Pinedo, con experiencia en foros multilaterales, describió un escenario internacional caracterizado por una creciente interdependencia entre las grandes potencias. “Todo está conectado; los problemas de cada país impactan a otros”, afirmó, a la vez que subrayó que la competencia entre EE.UU. y China no implica necesariamente una ruptura total, sino una suerte de confrontación estratégica. Señaló que Estados Unidos sigue siendo el principal socio comercial de China, lo que añade complejidad y oportunidad para Argentina.

Sobre la política del expresidente Donald Trump, indicó que las medidas adoptadas responden a una visión de largo plazo y a la intención de Estados Unidos de mantener peso relativo frente a rivales emergentes. “Si la tendencia continúa, Estados Unidos podría quedar rezagado frente a otras potencias, lo cual sería aceptable para ellos”, sostuvo, y remarcó que la postura argentina debe ser pragmática para no perder margen de maniobra global.
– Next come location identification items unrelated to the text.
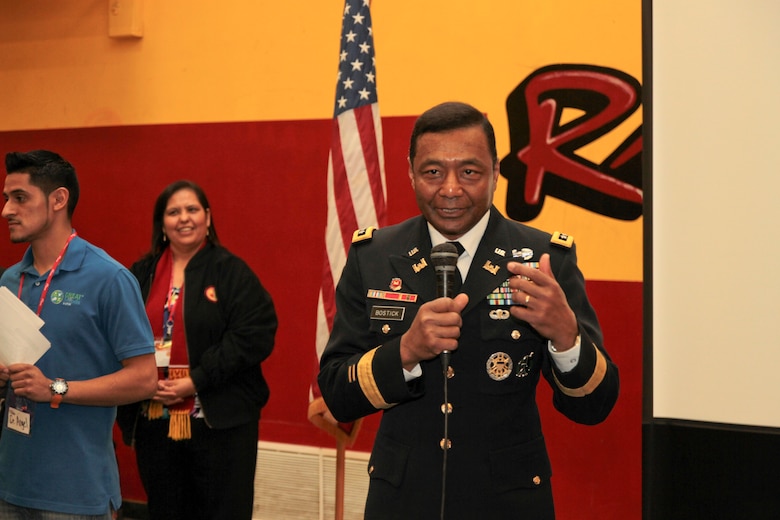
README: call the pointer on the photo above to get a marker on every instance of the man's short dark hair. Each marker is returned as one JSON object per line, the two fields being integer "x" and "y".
{"x": 452, "y": 115}
{"x": 48, "y": 171}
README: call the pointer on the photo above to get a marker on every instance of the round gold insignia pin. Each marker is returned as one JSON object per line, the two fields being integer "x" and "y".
{"x": 499, "y": 366}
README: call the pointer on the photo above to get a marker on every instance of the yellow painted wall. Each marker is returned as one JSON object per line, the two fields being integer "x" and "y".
{"x": 261, "y": 60}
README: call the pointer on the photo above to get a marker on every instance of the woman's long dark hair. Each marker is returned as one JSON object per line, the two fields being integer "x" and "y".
{"x": 159, "y": 243}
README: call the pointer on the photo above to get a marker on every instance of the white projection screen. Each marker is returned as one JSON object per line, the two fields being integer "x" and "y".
{"x": 716, "y": 211}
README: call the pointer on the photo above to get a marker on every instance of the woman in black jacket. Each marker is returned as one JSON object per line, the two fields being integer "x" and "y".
{"x": 214, "y": 323}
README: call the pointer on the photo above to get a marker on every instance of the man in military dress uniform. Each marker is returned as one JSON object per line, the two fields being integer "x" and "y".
{"x": 521, "y": 313}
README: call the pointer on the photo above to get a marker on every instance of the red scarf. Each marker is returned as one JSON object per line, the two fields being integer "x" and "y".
{"x": 159, "y": 295}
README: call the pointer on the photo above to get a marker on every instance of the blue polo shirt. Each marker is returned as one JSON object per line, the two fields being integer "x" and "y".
{"x": 94, "y": 318}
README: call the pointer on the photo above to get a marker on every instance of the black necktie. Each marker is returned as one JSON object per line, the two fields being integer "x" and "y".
{"x": 458, "y": 281}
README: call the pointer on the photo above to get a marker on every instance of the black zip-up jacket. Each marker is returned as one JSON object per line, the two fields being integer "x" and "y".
{"x": 230, "y": 324}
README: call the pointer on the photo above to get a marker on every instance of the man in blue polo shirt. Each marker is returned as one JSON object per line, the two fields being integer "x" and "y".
{"x": 57, "y": 458}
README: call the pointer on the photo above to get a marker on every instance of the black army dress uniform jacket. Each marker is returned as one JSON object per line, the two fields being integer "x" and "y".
{"x": 497, "y": 465}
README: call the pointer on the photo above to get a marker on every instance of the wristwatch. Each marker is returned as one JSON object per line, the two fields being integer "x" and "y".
{"x": 59, "y": 387}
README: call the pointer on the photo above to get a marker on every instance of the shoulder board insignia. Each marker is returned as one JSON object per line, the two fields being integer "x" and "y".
{"x": 363, "y": 234}
{"x": 562, "y": 239}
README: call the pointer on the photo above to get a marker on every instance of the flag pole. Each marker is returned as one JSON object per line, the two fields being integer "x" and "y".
{"x": 340, "y": 465}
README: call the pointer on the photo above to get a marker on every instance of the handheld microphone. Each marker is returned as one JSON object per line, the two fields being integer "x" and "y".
{"x": 445, "y": 263}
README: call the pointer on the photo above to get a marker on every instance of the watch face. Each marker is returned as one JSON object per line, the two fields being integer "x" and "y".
{"x": 59, "y": 386}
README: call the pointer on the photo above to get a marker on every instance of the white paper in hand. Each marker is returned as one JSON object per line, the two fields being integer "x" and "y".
{"x": 21, "y": 340}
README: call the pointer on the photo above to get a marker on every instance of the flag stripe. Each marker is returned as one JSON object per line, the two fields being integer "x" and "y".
{"x": 365, "y": 118}
{"x": 356, "y": 185}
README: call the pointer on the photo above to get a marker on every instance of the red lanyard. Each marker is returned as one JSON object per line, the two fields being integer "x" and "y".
{"x": 48, "y": 278}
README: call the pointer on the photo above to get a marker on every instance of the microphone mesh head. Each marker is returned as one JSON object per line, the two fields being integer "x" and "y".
{"x": 444, "y": 255}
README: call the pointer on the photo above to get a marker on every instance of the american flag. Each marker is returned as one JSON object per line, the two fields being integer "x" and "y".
{"x": 356, "y": 174}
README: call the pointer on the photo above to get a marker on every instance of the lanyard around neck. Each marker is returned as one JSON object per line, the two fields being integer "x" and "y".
{"x": 48, "y": 278}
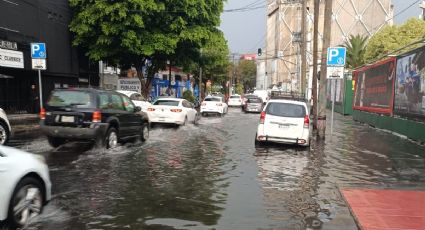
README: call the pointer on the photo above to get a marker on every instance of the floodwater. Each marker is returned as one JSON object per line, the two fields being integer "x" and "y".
{"x": 210, "y": 176}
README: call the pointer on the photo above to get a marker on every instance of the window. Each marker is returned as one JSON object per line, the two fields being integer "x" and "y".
{"x": 285, "y": 110}
{"x": 167, "y": 102}
{"x": 116, "y": 102}
{"x": 65, "y": 98}
{"x": 129, "y": 106}
{"x": 103, "y": 101}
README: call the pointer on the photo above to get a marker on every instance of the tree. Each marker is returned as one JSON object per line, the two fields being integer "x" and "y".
{"x": 392, "y": 38}
{"x": 355, "y": 51}
{"x": 134, "y": 32}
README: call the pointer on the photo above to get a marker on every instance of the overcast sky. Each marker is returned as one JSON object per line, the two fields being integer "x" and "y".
{"x": 245, "y": 31}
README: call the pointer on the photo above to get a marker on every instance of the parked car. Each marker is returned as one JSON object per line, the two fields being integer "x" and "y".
{"x": 284, "y": 121}
{"x": 103, "y": 117}
{"x": 137, "y": 99}
{"x": 235, "y": 100}
{"x": 253, "y": 104}
{"x": 214, "y": 104}
{"x": 5, "y": 129}
{"x": 25, "y": 187}
{"x": 172, "y": 111}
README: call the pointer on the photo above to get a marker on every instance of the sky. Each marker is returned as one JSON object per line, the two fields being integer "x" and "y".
{"x": 245, "y": 31}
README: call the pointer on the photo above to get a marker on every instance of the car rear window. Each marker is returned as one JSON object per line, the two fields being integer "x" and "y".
{"x": 212, "y": 99}
{"x": 285, "y": 109}
{"x": 78, "y": 99}
{"x": 254, "y": 100}
{"x": 167, "y": 102}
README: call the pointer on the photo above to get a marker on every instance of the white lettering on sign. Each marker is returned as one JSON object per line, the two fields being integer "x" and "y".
{"x": 129, "y": 84}
{"x": 10, "y": 58}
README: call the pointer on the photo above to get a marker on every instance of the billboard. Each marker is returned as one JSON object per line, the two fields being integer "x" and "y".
{"x": 374, "y": 87}
{"x": 410, "y": 85}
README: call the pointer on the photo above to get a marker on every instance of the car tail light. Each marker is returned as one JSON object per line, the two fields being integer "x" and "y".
{"x": 97, "y": 117}
{"x": 306, "y": 121}
{"x": 42, "y": 113}
{"x": 262, "y": 117}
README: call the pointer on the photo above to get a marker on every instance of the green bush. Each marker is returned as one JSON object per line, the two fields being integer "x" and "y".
{"x": 188, "y": 96}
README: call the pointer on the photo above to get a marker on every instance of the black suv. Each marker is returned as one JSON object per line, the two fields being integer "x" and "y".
{"x": 82, "y": 114}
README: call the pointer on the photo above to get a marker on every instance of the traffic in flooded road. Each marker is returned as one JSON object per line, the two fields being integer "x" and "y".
{"x": 211, "y": 176}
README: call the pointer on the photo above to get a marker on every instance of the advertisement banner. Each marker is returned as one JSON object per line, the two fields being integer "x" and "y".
{"x": 130, "y": 84}
{"x": 410, "y": 85}
{"x": 374, "y": 87}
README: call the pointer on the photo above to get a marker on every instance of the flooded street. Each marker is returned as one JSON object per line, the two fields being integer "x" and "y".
{"x": 210, "y": 176}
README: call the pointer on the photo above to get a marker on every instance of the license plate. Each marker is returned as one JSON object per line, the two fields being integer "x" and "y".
{"x": 67, "y": 119}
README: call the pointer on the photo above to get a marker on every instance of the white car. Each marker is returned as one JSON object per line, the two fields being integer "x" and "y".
{"x": 213, "y": 104}
{"x": 137, "y": 99}
{"x": 172, "y": 111}
{"x": 25, "y": 186}
{"x": 284, "y": 121}
{"x": 235, "y": 100}
{"x": 5, "y": 129}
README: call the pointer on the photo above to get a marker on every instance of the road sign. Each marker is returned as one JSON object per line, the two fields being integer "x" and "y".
{"x": 38, "y": 50}
{"x": 39, "y": 64}
{"x": 336, "y": 56}
{"x": 335, "y": 72}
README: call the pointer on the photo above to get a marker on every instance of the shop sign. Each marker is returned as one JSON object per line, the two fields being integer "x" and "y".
{"x": 8, "y": 45}
{"x": 10, "y": 58}
{"x": 130, "y": 84}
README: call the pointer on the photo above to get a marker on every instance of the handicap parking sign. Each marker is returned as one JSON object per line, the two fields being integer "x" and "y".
{"x": 336, "y": 56}
{"x": 38, "y": 50}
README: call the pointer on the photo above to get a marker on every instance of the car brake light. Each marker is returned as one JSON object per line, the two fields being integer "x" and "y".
{"x": 97, "y": 117}
{"x": 306, "y": 121}
{"x": 262, "y": 117}
{"x": 42, "y": 113}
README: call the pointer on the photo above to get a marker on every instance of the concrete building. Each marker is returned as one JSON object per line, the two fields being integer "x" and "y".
{"x": 283, "y": 39}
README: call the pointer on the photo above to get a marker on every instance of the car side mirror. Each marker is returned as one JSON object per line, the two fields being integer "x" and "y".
{"x": 137, "y": 109}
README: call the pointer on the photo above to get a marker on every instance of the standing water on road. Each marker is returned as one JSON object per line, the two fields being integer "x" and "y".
{"x": 210, "y": 176}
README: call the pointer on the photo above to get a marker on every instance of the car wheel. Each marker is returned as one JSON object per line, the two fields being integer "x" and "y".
{"x": 145, "y": 132}
{"x": 26, "y": 202}
{"x": 55, "y": 141}
{"x": 111, "y": 139}
{"x": 4, "y": 134}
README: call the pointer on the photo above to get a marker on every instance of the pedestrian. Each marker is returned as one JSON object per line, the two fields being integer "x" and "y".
{"x": 34, "y": 100}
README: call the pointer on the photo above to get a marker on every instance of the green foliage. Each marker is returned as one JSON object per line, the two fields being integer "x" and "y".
{"x": 391, "y": 38}
{"x": 189, "y": 96}
{"x": 355, "y": 51}
{"x": 129, "y": 32}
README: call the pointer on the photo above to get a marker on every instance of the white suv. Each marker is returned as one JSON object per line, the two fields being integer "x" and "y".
{"x": 284, "y": 121}
{"x": 5, "y": 128}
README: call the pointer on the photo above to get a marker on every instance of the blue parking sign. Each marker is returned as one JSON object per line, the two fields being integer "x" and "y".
{"x": 38, "y": 50}
{"x": 336, "y": 56}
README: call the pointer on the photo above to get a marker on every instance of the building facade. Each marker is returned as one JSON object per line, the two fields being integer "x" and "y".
{"x": 284, "y": 40}
{"x": 24, "y": 22}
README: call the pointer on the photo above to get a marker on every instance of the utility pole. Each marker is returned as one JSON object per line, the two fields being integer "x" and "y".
{"x": 315, "y": 49}
{"x": 321, "y": 117}
{"x": 304, "y": 46}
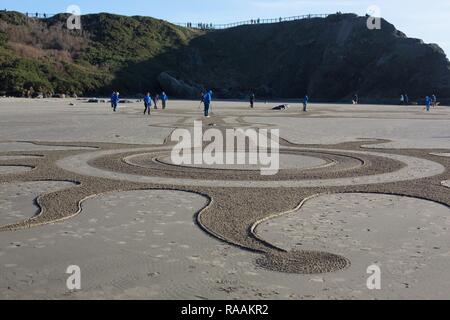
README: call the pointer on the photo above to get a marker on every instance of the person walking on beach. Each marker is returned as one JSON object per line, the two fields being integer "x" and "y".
{"x": 147, "y": 103}
{"x": 434, "y": 101}
{"x": 155, "y": 101}
{"x": 428, "y": 103}
{"x": 164, "y": 100}
{"x": 115, "y": 98}
{"x": 305, "y": 103}
{"x": 252, "y": 100}
{"x": 207, "y": 98}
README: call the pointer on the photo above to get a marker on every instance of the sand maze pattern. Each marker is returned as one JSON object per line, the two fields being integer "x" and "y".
{"x": 240, "y": 198}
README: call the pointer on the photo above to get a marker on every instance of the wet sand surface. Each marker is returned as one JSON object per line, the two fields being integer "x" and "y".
{"x": 359, "y": 185}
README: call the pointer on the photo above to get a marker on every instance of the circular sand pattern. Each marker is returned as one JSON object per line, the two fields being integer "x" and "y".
{"x": 303, "y": 262}
{"x": 14, "y": 169}
{"x": 416, "y": 168}
{"x": 287, "y": 161}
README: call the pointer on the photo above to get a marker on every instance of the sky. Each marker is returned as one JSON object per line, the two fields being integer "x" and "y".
{"x": 428, "y": 20}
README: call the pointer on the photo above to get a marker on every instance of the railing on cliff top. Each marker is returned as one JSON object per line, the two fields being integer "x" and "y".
{"x": 206, "y": 26}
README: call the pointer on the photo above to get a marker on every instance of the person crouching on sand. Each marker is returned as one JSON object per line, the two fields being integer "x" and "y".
{"x": 147, "y": 103}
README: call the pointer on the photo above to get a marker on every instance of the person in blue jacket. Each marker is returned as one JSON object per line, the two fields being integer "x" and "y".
{"x": 207, "y": 98}
{"x": 434, "y": 100}
{"x": 305, "y": 103}
{"x": 113, "y": 100}
{"x": 428, "y": 102}
{"x": 164, "y": 99}
{"x": 147, "y": 103}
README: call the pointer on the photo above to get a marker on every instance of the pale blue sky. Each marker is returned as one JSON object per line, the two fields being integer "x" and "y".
{"x": 428, "y": 20}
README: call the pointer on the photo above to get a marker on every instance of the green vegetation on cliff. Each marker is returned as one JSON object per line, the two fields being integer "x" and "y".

En ese marco, Pinedo enfatizó que Argentina debe conservar una buena relación con China, a pesar de tensiones comerciales y estratégicas con Washington. “Es lo lógico y razonable”, afirmó, destacando que el realineamiento no debe hacerse a costa de la estabilidad económica.

En el G20, el ex secretario de la representación local citó como tema central las políticas industriales chinas y su efecto sobre la competencia global. Señaló que competir en condiciones de subsidios generalizados distorsiona el mercado y debe ser objeto de discusión.

Para Pinedo, la inserción internacional de Argentina está estrechamente ligada a su capacidad de ampliar la producción y las exportaciones. “El objetivo es producir más, crear empleo y mejorar salarios, y colocar lo que generamos en mercados externos”, resumió.

El dirigente aseguró que, a diez años, es plausible que Argentina vea un crecimiento significativo en sus ventas externas, con la posibilidad de duplicar sus exportaciones. Entre las áreas con mayor potencial, mencionó alimentos, energía, minerales críticos y servicios basados en conocimiento. Aunque advirtió que el proceso no será inmediato, ya existen señales de avance que justifican una estrategia de diversificación de socios y sectores.